More pain for Dalal Street amid Covid-19 scare: Key factors at play

More pain for Dalal Street amid Covid-19 scare: Key factors at play

NEW DELHI: Rising Covid-19 cases continued to dent the morale of Dalal Street investors as they dumped stocks from across sectors dragging benchmark indices lower on Thursday.

Uncertainty in the market continues with increasing risk arising from rising ovid-19 infections in India in the context of a third wave in parts of Europe. But the relief is that the second wave is less intense than the first. This and the fact that vaccination is accelerating is likely to support the financial markets, said an analyst.

“Volatility is here to stay for some time before stability emerges. A major trend in the market now is the comeback of pharma stocks in recent days and the weakness in banking stocks. Pharma may continue to find favour, but high quality banking stocks are unlikely to languish. Q4 results of IT and banking majors, and top-rung FMCG companies would be good. The market response will happen before the results are announced,” said VK Vijayakumar, Chief Investment Strategist at Geojit Financial Services.

Factors driving markets

  • Covid-19 cases: India recorded 47,262 fresh coronavirus cases in a day, the highest single-day rise so far this year, taking the nationwide tally to 1,17,34,058, the Union Health Ministry said on Wednesday. It also said a new “double mutant” variant of Covid-19 was detected in Delhi, Maharashtra and some other places.
  • Dollar at a high: The dollar hit a fresh four-month high to the euro on Thursday amid worries about Europe’s third COVID-19 wave and potential US tax hikes.

How are the blue chip stocks doing?
After opening in the red, benchmark indices moved further lower. At 9:45 am, BSE flagship Sensex was down 456 points or 0.93 per cent to 48,724. NSE benchmark Nifty followed and fell 131 points or 0.90 per cent to 14,418.

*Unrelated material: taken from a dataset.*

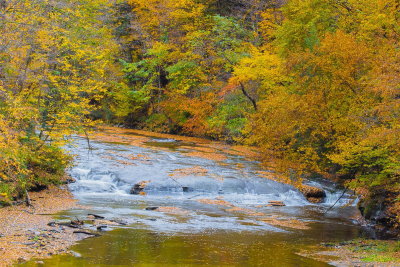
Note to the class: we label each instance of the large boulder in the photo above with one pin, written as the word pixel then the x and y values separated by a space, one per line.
pixel 313 194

“The break of 14,750 yesterday has proved fatal. The market has been on a single slope fall and should be headed to 14,300-14,350. The resistance on the upside is around 14,900 and hence any intraday up move can be used to short this market,” said Manish Hathiramani, Proprietary Index Trader and Technical Analyst, Deen Dayal Investments.

In the 50-share pack Nifty, ONGC was the biggest gainer, up 0.91 per cent. Tata Steel, Shree Cement, UPL, Larrsen and Toubro and Dr Reddy’s Laboratories were among other gainers.

Eicher Motors was the top loser in the pack, down 2.30 per cent. Tata Motors, IndusInd Bank, SBI, Kotak Mahindra Bank, Bajaj Finance, HCL Tech, Indian Oil and Maruti Suzuki were other losers in the pack.

Broader markets

Broader market indices were trading with cuts, underperforming their headline peers. Nifty Smallcap was down 1.40 per cent while Nifty Midcap declined 1.05 per cent. The broadest index on NSE — the Nifty 500 — was down 0.83 per cent.

Varun Beverages, Syngene, Jubilant Foodworks, JB Chemicals, BASF and Balrampur Chini Mills were gainers from the space while Dixon Tech, Amber Enterprises, IEX, Dhani Services, Edelweiss Financial Services and Future Retail were under selling pressure.

Global markets

MSCI’s broadest index of Asia-Pacific shares outside Japan rose 0.1 per cent. Hong Kong shares fell sharply at the open but then trimmed their losses to a 0.18 per cent decline. Alibaba Group Holding Ltd, Xiaomi Corp, and Tencent Holdings all traded lower. Shares in China rose 0.08 per cent.

Elsewhere, Japanese stocks rose 0.71 per cent and Australian shares rose 0.24 per cent as bargain hunters bought shares of consumer goods, real estate, and financial firms.

US stock futures rose 0.25 per cent.